A 2008 review by Mahady assigned all known case reports of black cohosh-induced liver injury under the category of “possible causality” [9]. As earlier stated, both cases of the current study were also assigned “possible causality” by Naranjo scale [8]. Although no clinical or animal pharmacokinetic or toxicological information were identified in the Mahady review, it led to the inclusion of a cautionary statement on black cohosh products which was not previously required [9]. Despite such development, the use of botanical dietary supplements is generally viewed by the public as safe [11]. Providers are encouraged to screen patients about their consumption of botanical herbal supplements and to assess for any evidence of liver injury [1]. Timely discontinuation of hepatotoxic agents and, in some cases, early initiation of immunotherapy might prevent significant liver injury or could even be life saving [4].
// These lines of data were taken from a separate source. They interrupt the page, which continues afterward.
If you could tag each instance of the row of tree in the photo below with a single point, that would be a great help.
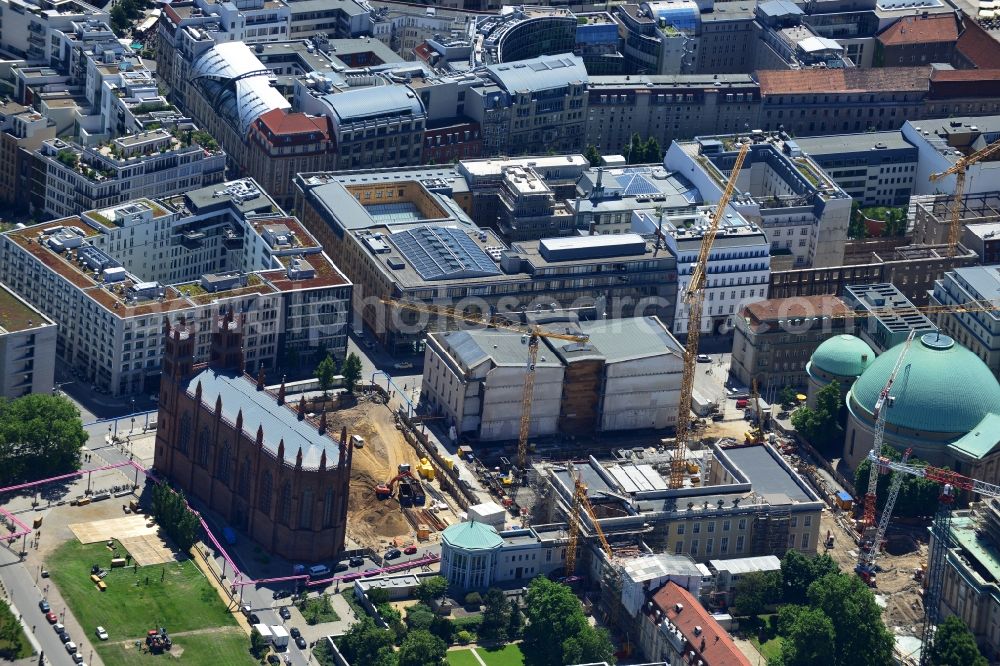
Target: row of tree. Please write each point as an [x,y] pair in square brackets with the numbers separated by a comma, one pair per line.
[172,514]
[828,617]
[40,435]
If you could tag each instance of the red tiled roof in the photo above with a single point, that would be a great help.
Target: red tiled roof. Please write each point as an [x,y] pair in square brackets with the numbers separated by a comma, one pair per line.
[881,80]
[281,122]
[978,46]
[917,30]
[712,645]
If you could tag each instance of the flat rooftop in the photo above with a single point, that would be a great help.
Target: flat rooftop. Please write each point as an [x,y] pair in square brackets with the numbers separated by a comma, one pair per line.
[767,476]
[17,315]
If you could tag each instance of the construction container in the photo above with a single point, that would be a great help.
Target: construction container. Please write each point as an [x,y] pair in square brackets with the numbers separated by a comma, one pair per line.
[489,513]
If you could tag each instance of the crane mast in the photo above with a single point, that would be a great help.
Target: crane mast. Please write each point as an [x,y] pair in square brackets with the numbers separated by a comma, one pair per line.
[959,169]
[881,407]
[695,299]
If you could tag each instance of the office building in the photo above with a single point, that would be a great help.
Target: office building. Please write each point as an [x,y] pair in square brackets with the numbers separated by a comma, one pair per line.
[626,376]
[979,331]
[262,464]
[27,347]
[110,277]
[803,213]
[885,316]
[774,339]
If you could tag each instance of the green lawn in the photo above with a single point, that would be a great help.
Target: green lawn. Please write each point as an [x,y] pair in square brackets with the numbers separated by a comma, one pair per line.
[771,649]
[227,647]
[461,658]
[175,595]
[13,643]
[509,655]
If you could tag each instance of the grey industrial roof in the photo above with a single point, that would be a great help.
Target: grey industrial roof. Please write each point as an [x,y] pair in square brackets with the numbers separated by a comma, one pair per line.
[984,280]
[443,253]
[841,144]
[502,348]
[766,475]
[619,340]
[374,102]
[542,73]
[261,409]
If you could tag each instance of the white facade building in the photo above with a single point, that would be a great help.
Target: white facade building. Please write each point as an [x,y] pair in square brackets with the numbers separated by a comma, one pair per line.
[739,267]
[625,377]
[978,331]
[27,347]
[110,278]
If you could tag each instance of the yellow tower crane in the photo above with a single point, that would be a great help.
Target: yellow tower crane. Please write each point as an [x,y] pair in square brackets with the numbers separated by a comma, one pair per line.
[958,169]
[534,333]
[695,299]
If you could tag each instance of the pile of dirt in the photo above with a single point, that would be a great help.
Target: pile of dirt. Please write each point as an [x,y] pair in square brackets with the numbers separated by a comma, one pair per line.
[372,522]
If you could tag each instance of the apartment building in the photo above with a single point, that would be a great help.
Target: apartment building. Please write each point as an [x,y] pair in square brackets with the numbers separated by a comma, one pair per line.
[804,214]
[739,265]
[151,164]
[110,278]
[978,331]
[27,347]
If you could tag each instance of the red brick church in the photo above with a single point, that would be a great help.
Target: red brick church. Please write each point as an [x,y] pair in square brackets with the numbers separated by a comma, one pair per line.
[265,466]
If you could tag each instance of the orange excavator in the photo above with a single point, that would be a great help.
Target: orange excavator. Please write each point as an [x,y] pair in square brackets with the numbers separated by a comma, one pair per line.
[384,490]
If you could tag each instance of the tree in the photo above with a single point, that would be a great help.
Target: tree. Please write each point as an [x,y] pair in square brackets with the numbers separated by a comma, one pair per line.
[861,636]
[515,621]
[810,639]
[419,616]
[799,571]
[557,631]
[756,591]
[351,371]
[325,371]
[365,643]
[258,644]
[917,496]
[820,425]
[496,616]
[421,648]
[40,435]
[590,646]
[787,397]
[172,513]
[954,645]
[431,588]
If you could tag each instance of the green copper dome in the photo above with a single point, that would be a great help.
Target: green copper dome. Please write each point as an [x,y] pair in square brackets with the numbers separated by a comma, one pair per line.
[472,536]
[942,387]
[843,355]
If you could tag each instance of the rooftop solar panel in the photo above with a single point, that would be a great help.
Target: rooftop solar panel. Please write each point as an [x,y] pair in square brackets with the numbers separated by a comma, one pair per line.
[443,253]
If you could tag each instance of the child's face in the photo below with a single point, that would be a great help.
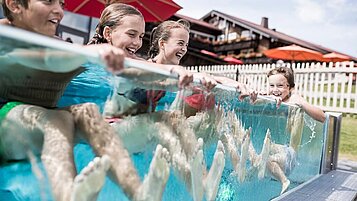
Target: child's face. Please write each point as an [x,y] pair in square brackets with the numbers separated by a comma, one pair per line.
[176,46]
[41,16]
[279,86]
[129,34]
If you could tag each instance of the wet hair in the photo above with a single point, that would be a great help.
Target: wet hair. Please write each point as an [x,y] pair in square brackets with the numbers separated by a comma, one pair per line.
[286,72]
[163,32]
[7,12]
[112,17]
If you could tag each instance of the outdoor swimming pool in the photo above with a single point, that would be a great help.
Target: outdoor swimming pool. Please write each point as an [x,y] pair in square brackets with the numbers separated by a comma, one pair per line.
[19,183]
[21,180]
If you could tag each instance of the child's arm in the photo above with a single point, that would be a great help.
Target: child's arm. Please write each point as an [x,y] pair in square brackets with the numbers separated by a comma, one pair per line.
[315,112]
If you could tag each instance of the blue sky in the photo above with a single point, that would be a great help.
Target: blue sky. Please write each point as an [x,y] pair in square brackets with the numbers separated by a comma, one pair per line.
[329,23]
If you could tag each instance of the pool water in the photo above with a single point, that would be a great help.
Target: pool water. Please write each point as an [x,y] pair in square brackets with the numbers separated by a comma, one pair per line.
[17,181]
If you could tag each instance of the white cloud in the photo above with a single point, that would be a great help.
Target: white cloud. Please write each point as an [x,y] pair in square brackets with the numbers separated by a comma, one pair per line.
[310,11]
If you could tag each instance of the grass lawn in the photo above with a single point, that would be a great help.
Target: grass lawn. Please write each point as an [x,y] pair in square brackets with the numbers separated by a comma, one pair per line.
[348,139]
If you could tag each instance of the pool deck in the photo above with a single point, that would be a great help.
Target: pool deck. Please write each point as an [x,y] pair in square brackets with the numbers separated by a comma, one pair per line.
[337,185]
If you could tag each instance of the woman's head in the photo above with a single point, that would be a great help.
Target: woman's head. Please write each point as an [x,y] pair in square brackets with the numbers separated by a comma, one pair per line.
[169,41]
[281,82]
[121,25]
[34,15]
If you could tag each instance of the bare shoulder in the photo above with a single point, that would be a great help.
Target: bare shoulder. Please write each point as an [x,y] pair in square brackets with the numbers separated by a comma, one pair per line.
[4,21]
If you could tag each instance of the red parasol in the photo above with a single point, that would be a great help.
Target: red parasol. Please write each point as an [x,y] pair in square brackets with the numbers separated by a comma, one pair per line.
[232,60]
[335,57]
[209,53]
[153,10]
[293,52]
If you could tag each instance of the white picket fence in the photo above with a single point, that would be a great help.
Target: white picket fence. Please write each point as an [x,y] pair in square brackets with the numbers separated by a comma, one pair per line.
[330,86]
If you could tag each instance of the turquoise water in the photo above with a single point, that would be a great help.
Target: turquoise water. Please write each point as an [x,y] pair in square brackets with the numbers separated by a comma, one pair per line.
[21,180]
[19,183]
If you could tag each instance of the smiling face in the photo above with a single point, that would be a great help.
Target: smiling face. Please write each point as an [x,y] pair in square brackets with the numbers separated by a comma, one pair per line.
[172,50]
[41,16]
[279,86]
[128,35]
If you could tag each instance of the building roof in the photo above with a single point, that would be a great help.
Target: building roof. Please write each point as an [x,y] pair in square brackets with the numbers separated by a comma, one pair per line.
[199,25]
[271,33]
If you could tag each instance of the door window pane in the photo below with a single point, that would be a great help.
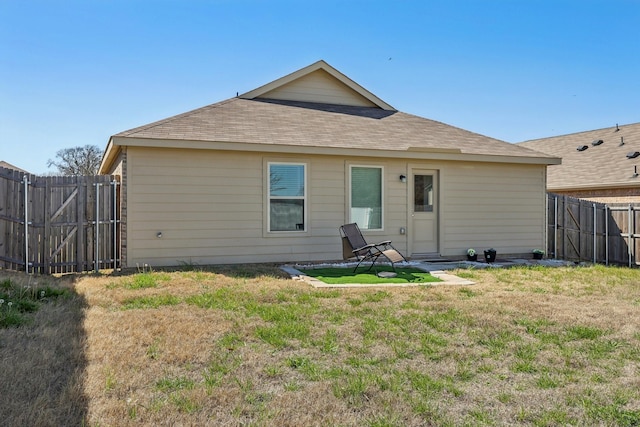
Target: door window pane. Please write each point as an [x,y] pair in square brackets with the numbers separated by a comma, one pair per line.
[366,197]
[423,193]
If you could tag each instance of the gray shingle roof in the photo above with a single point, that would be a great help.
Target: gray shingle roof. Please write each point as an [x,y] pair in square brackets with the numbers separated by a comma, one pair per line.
[599,166]
[295,123]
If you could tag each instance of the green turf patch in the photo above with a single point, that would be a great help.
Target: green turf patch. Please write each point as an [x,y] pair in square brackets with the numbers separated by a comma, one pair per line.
[340,275]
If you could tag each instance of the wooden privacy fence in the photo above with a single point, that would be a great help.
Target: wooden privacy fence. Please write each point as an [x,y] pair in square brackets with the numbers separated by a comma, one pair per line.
[58,224]
[580,230]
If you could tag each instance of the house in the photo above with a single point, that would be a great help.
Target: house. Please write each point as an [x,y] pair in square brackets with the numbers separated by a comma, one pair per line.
[270,175]
[601,165]
[6,165]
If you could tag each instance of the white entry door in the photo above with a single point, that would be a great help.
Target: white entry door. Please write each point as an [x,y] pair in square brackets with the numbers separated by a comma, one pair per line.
[424,211]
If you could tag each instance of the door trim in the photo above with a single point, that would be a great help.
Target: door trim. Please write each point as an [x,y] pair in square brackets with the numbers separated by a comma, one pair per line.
[426,170]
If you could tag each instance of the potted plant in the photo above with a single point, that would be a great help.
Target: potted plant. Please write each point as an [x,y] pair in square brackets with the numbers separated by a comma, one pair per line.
[538,253]
[490,255]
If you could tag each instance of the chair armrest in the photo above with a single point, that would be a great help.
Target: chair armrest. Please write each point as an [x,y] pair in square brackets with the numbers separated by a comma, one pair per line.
[384,242]
[369,246]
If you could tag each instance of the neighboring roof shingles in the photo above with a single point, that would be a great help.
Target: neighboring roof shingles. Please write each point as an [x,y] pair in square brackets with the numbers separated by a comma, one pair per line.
[7,165]
[261,121]
[601,166]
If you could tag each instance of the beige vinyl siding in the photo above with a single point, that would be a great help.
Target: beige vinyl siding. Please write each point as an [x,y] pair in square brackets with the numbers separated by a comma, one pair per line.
[210,207]
[318,86]
[492,205]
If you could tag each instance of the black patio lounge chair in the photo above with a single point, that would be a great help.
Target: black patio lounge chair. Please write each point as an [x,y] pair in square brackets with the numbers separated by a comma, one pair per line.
[354,246]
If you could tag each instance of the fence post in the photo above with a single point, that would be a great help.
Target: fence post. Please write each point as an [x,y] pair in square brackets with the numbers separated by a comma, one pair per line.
[25,182]
[606,235]
[629,233]
[97,241]
[595,231]
[555,228]
[114,186]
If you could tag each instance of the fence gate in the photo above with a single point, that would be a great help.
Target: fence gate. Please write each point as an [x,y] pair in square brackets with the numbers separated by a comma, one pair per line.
[581,230]
[58,224]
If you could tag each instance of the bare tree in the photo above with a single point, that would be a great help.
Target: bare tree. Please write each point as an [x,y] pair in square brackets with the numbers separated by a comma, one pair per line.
[77,160]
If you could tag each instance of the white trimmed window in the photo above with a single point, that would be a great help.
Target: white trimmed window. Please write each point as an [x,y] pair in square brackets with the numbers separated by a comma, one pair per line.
[287,196]
[366,206]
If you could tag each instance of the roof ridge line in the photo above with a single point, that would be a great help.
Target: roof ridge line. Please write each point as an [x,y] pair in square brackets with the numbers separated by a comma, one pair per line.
[130,132]
[620,126]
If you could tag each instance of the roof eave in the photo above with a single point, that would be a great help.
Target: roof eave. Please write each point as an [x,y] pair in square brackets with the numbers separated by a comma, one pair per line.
[600,186]
[108,157]
[409,153]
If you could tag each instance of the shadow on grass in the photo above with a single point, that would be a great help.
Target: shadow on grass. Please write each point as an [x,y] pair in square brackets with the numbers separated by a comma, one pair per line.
[336,275]
[42,362]
[236,271]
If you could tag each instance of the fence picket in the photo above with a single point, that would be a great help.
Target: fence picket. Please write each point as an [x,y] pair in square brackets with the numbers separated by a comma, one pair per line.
[581,230]
[60,218]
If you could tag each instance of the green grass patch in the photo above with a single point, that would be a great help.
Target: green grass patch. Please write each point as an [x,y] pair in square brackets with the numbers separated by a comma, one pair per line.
[18,301]
[340,275]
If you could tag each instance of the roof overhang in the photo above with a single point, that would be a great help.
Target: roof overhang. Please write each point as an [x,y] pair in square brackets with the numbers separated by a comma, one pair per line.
[422,153]
[108,157]
[608,186]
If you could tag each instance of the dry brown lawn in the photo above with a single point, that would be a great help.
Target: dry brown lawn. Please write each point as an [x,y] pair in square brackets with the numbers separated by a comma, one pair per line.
[247,346]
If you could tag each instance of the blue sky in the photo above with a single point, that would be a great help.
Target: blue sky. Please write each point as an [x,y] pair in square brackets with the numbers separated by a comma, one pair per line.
[76,72]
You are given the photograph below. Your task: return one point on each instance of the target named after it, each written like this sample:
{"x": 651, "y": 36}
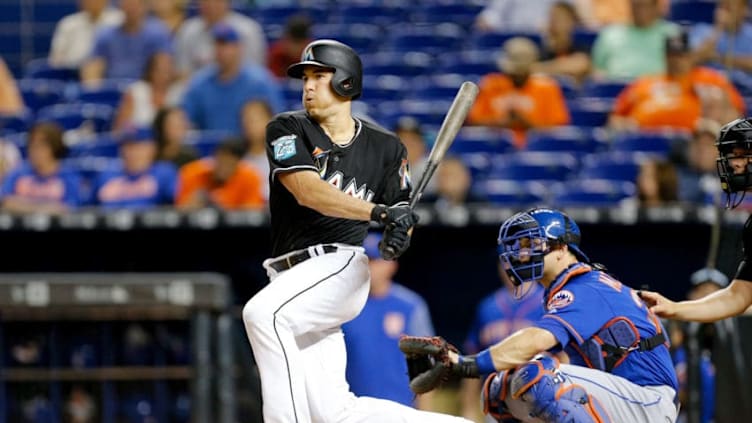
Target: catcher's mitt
{"x": 428, "y": 362}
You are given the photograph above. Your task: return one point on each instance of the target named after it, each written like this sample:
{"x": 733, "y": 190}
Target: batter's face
{"x": 318, "y": 97}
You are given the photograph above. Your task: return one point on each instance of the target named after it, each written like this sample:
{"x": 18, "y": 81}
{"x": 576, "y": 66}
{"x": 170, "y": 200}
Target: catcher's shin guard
{"x": 551, "y": 396}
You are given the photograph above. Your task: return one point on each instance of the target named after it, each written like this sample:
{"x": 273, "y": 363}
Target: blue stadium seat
{"x": 512, "y": 192}
{"x": 610, "y": 166}
{"x": 108, "y": 92}
{"x": 690, "y": 12}
{"x": 481, "y": 139}
{"x": 593, "y": 193}
{"x": 589, "y": 111}
{"x": 40, "y": 93}
{"x": 534, "y": 166}
{"x": 494, "y": 40}
{"x": 41, "y": 69}
{"x": 565, "y": 139}
{"x": 655, "y": 143}
{"x": 603, "y": 89}
{"x": 72, "y": 116}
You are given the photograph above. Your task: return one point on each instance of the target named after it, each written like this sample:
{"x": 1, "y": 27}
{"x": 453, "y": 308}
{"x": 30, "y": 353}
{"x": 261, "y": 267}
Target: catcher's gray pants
{"x": 293, "y": 325}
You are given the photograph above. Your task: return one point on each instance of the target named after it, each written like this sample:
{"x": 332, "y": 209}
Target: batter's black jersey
{"x": 373, "y": 167}
{"x": 745, "y": 268}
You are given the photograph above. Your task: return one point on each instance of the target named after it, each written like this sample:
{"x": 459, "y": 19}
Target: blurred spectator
{"x": 256, "y": 114}
{"x": 657, "y": 183}
{"x": 514, "y": 15}
{"x": 172, "y": 13}
{"x": 138, "y": 181}
{"x": 698, "y": 177}
{"x": 194, "y": 44}
{"x": 371, "y": 338}
{"x": 122, "y": 51}
{"x": 411, "y": 134}
{"x": 288, "y": 48}
{"x": 74, "y": 35}
{"x": 598, "y": 14}
{"x": 674, "y": 98}
{"x": 223, "y": 181}
{"x": 562, "y": 57}
{"x": 517, "y": 99}
{"x": 80, "y": 406}
{"x": 497, "y": 316}
{"x": 171, "y": 133}
{"x": 215, "y": 95}
{"x": 142, "y": 99}
{"x": 727, "y": 43}
{"x": 626, "y": 51}
{"x": 10, "y": 98}
{"x": 42, "y": 183}
{"x": 10, "y": 157}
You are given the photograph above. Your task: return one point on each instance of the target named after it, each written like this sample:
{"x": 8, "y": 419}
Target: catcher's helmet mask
{"x": 526, "y": 238}
{"x": 337, "y": 57}
{"x": 735, "y": 142}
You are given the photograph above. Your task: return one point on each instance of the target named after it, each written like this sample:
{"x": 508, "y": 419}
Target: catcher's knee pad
{"x": 551, "y": 396}
{"x": 494, "y": 393}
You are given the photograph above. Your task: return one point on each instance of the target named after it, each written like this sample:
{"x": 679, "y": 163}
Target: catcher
{"x": 619, "y": 368}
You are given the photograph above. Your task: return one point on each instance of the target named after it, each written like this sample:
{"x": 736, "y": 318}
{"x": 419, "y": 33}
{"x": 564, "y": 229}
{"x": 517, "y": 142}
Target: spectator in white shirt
{"x": 194, "y": 43}
{"x": 74, "y": 35}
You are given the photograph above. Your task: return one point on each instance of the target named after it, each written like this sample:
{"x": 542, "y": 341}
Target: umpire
{"x": 330, "y": 174}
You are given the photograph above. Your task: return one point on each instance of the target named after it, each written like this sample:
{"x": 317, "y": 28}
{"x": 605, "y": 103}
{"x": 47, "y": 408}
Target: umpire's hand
{"x": 394, "y": 216}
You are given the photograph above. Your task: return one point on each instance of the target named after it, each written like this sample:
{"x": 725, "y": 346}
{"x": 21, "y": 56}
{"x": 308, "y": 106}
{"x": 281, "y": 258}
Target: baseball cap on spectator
{"x": 371, "y": 244}
{"x": 709, "y": 274}
{"x": 225, "y": 33}
{"x": 677, "y": 43}
{"x": 131, "y": 135}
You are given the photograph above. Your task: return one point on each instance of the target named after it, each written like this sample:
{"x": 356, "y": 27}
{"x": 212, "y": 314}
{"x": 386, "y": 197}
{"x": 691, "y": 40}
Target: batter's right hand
{"x": 395, "y": 216}
{"x": 658, "y": 304}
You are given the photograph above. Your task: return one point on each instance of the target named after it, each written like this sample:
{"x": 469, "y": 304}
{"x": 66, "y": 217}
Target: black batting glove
{"x": 394, "y": 243}
{"x": 397, "y": 216}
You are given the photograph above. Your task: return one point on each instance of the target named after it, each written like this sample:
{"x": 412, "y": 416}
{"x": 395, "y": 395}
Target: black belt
{"x": 299, "y": 257}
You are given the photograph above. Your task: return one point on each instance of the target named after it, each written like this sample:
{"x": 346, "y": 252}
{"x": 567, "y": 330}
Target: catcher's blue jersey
{"x": 580, "y": 303}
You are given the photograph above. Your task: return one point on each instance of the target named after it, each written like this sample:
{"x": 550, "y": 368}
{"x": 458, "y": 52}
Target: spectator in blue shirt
{"x": 122, "y": 51}
{"x": 215, "y": 96}
{"x": 138, "y": 181}
{"x": 42, "y": 183}
{"x": 371, "y": 338}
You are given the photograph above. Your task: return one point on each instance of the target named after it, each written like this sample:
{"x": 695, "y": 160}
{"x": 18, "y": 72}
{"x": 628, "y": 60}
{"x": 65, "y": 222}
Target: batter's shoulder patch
{"x": 560, "y": 300}
{"x": 284, "y": 147}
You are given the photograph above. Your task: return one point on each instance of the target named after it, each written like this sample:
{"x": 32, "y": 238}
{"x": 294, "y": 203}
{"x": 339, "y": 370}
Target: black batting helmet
{"x": 348, "y": 70}
{"x": 735, "y": 142}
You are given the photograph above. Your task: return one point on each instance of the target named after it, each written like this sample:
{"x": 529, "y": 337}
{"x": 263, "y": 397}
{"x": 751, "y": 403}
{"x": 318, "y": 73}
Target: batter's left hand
{"x": 658, "y": 304}
{"x": 395, "y": 242}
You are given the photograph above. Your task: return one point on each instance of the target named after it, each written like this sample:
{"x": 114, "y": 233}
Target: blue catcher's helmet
{"x": 525, "y": 238}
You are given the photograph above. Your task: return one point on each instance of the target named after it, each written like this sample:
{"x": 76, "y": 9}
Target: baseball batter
{"x": 619, "y": 366}
{"x": 331, "y": 174}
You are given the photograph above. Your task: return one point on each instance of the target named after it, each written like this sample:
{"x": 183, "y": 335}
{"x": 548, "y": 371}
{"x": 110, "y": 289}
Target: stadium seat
{"x": 616, "y": 166}
{"x": 592, "y": 193}
{"x": 512, "y": 192}
{"x": 534, "y": 166}
{"x": 690, "y": 12}
{"x": 96, "y": 117}
{"x": 654, "y": 143}
{"x": 41, "y": 69}
{"x": 40, "y": 93}
{"x": 564, "y": 139}
{"x": 494, "y": 40}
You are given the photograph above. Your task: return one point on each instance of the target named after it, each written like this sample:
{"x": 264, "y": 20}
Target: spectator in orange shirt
{"x": 517, "y": 99}
{"x": 223, "y": 181}
{"x": 675, "y": 99}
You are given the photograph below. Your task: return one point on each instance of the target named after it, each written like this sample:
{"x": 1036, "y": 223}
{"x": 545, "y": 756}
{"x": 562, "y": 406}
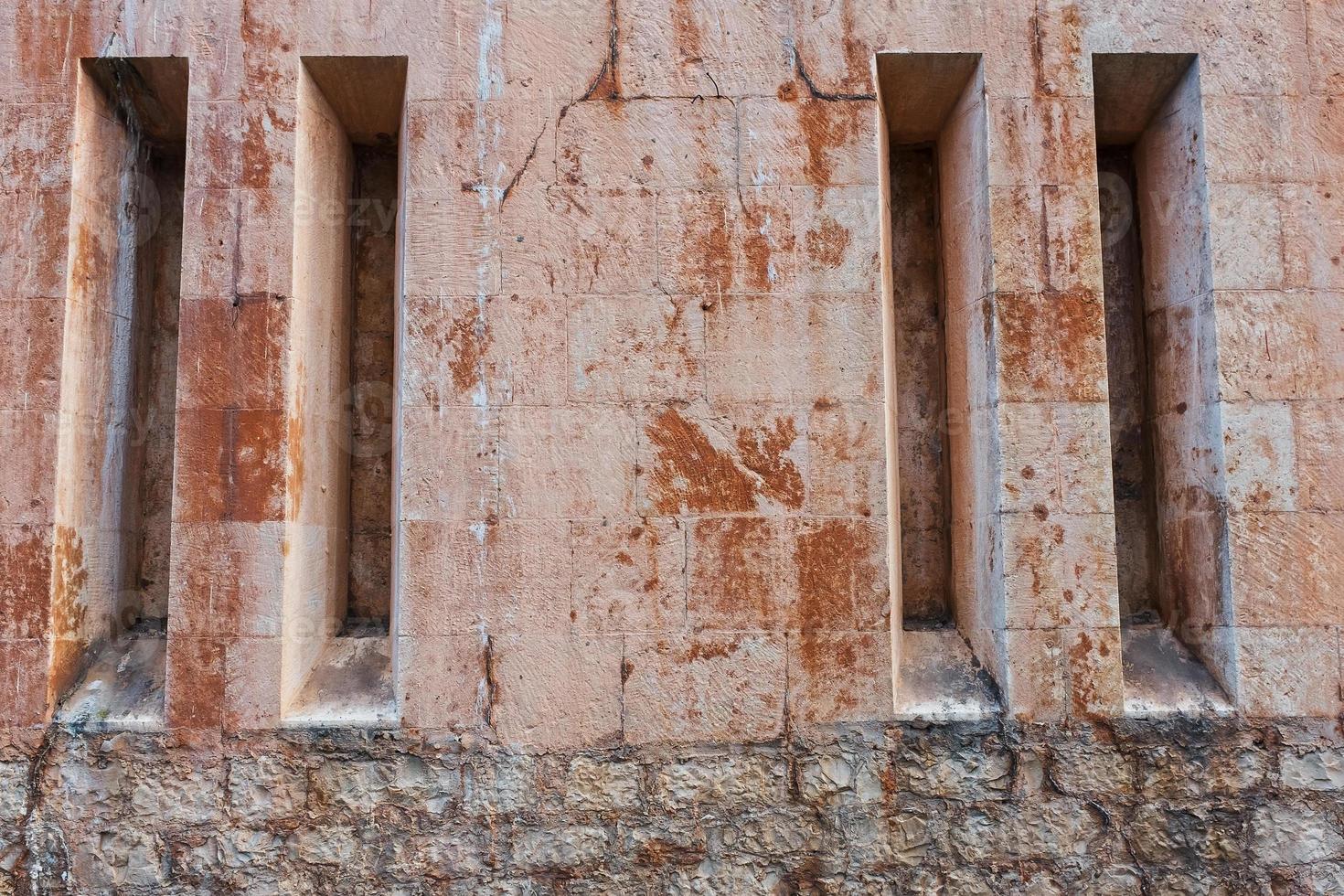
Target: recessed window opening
{"x": 339, "y": 606}
{"x": 935, "y": 262}
{"x": 119, "y": 391}
{"x": 1167, "y": 457}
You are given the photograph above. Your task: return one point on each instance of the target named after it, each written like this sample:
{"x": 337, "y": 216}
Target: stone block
{"x": 629, "y": 575}
{"x": 703, "y": 688}
{"x": 552, "y": 690}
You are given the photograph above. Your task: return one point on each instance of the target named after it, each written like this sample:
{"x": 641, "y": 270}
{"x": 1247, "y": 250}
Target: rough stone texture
{"x": 649, "y": 386}
{"x": 1133, "y": 807}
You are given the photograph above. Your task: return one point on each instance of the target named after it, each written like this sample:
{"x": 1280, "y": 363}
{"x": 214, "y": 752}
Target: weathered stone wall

The validity of reported cases of liver injury due to black cohosh illustrated in Table 6 has been disputed. Concerns that led to this uncertainty included cases in which the timing of liver injury occurred at a relatively short interval following exposure to black cohosh [2, 6, 7], presence of comorbidities such as cholelithhiasis [6] or concomittant use of drugs other than black cohosh that could have potentially triggered the adverse drug reaction [3, 4, 7], or the notion that some of the reported cases [2], including Case 1 of the current study (also reported by Mahady [23]), were indeed examples of autoimmune hepatitis rather than adverse drug reactions. Nonetheless, application of the Naranjo causality score to these case reports found possible cause for adverse drug reaction [8]. Further, autoimmune hepatitis is one of the known outcomes of drug-induced liver injury. The immune mechanism is precipitated by a drug or a metabolite acting as a hapten covalently binding to host cellular protein, converting into an immunogen [24] and thereby eliciting an autoimmune response. Outcomes illustrating an association of chronic hepatitis with autoimmune features developing following the use of the botanical supplement black cohosh need to be emphasized.

6. Conclusion

Here we described two cases of liver injury following the use of black cohosh characterized by chronic hepatitis with centrilobular necrosis and an interface activity dominated by plasma cells. While the histopathology in both cases was compatible with autoimmune hepatitis, clinical evidence for an autoimmune etiology was lacking. Nonetheless both cases improved upon withdrawal of the drug and immunosuppressive therapy, indicating that there was at least in part a drug-induced immunological basis to the liver injury.

The current case studies, and three other published cases of liver injury following the use of black cohosh, share similar histological characteristics [1, 2, 5]. Hepatic manifestations following the use of black cohosh should therefore be added to the list of differential diagnoses of hepatic necrosis culminating in chronic hepatitis mimicking autoimmune hepatitis.